Characterization of PF-RDS support-bath for printability of tubular structures in various angular configurations. Digital images of the printed tubular alginate structures using 25 gauge nozzle in the support-bath angled at (a) 90°, (b) 60° and (c) 45°, and (d) a conical structure with 60° angle with respect to the surface. Digital images of front and top views of (a1, a2) 90°, (b1, b2) 60° and (c1, c2) 45° bended tubular structures and (d1, d2) conical structure after removal from support-bath. Scale bars indicate 5 mm.

Different complex structures including star shape, grid, branched vascular-like and a nose structure were used to demonstrate printing capability of complex geometries with different scales inside the PF-RDS support-bath. Figure 5 shows the CAD models, top views of the printed structures before and after removal of the support-bath. Compared to reported Laponite support bath at which the sample was incubated for 6 h to obtain proper gelation4, we could easily remove the printed constructs from the PF-RDS support bath just after printing. Increased concentration of CaCl2 in support bath provided enough crosslinking density and ice-cold NaCl solution facilitated the removal of PF coated RDS. A star shape with an outer diameter of 2 cm was selected to demonstrate the precise deposition of extruded filaments with sharp corners (Fig. 5a1). Shape fidelity and its high resolution after the support-bath removal are demonstrated in Fig. 5a2. A small square grid structure with one cm length was chosen to explore the recoverability of the support medium in a repetitive pattern. CAD model of grid structure is depicted in Fig. 5b. Despite the structural integrity and shape fidelity concerns for grid structure printing, the support-bath presented here allowed its fabrication (Fig. 5b1). The structure was harvested without disturbing shape fidelity during removal from the PF-RDS as shown in Fig. 5b2.

Figure 5
figure 5

Fabrication of 3D complex constructs. CAD models of (a) star shape, (b) 0–90° grid pattern, (c) branched vascular structure, and (d) nose shape. Digital images of the fabricated structures (a1, b1, c1, d1) before and (a2, b2, c2, d2) after recovery from PF-RDS support-bath. Scale bars indicate 5 mm.

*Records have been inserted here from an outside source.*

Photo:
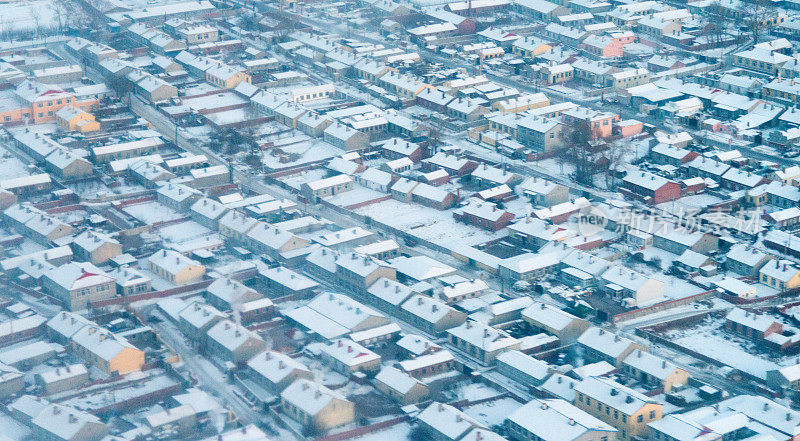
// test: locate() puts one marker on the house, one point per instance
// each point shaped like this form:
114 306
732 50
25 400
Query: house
650 188
539 133
130 281
600 123
359 272
522 368
453 164
207 212
376 179
60 379
282 281
786 378
96 247
314 405
345 137
602 345
234 226
179 197
556 420
484 215
459 291
56 422
782 275
275 371
388 294
233 342
78 284
630 287
429 364
348 357
400 386
528 266
554 321
226 294
12 381
197 318
328 186
663 153
268 239
751 325
676 240
333 315
601 46
72 119
443 422
617 405
431 315
106 351
433 197
654 371
481 341
175 267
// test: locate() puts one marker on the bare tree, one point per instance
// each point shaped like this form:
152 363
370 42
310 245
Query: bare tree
715 21
578 151
758 15
36 15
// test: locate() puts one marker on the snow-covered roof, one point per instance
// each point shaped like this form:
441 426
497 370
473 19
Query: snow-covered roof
483 336
421 267
613 394
650 364
556 420
275 366
549 316
447 420
397 379
310 397
349 353
78 275
605 342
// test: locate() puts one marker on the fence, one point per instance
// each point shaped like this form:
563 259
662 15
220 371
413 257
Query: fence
663 306
361 431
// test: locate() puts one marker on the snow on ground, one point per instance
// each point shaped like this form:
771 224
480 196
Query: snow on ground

A vascular structure plays an important role for living tissues in oxygen and nutrients transportation, and metabolic removal. Fabrication of the vascular network is essential for the functional structures. A CAD model for a branched vascular structure with an overall length of ~3 cm and a width of ~2 cm was designed (Fig. 5c). The vascular structure with a wall thickness of ~0.95 mm and 6 mm height was printed by three offsetted contours in each layer (Supplementary Movie 1). Figures 5c1 shows the printed branched structure inside the support-bath that was printed in 50 min. After gently removal of the support material from the lumen, interconnectivity of the hollow vascular structure was monitored by passing a food dye through in it. The diffusion test demonstrated no leakage from the walls which is illustrated in the supplementary video (Supplementary Movie 2).

To demonstrate the capability of our support-bath for printing of anatomically relevant and 3D complex structures, a nose shape with an overall 2.7 cm length and 1.7 cm width was printed using 25 Gauge nozzle (Fig. 5d). It is to be noted that the printing path strongly affects the final structure as it was demonstrated before65. When printing path started from the tip of nose inside the support-bath, we could obtain a smooth surface on the nose with apparent nostrils as represented in Fig. 5d3. This result also verifies the applicability of our support-bath for bioprinting of liquid hydrogels in various complex and large scale structures.

The printed constructs demonstrated the feasibility of the support-bath for continuous and repeated retracing of the print-head. As stress-yielding phenomena happened around the local area where nozzle moves, overall rheological characteristics of the support-bath did not change and did not cause any disruption of the complex shapes, highlighting the stability of the support-bath for long-lasting printing procedures. Although printing speed is considered as a key parameter affecting the yielding properties of the support-bath14,21, we printed with different print speeds and the support-bath revealed a consistent recovery. In addition, shape fidelity preservation after structure removal from the support-bath has demonstrated the sufficient integration between the consecutive layers.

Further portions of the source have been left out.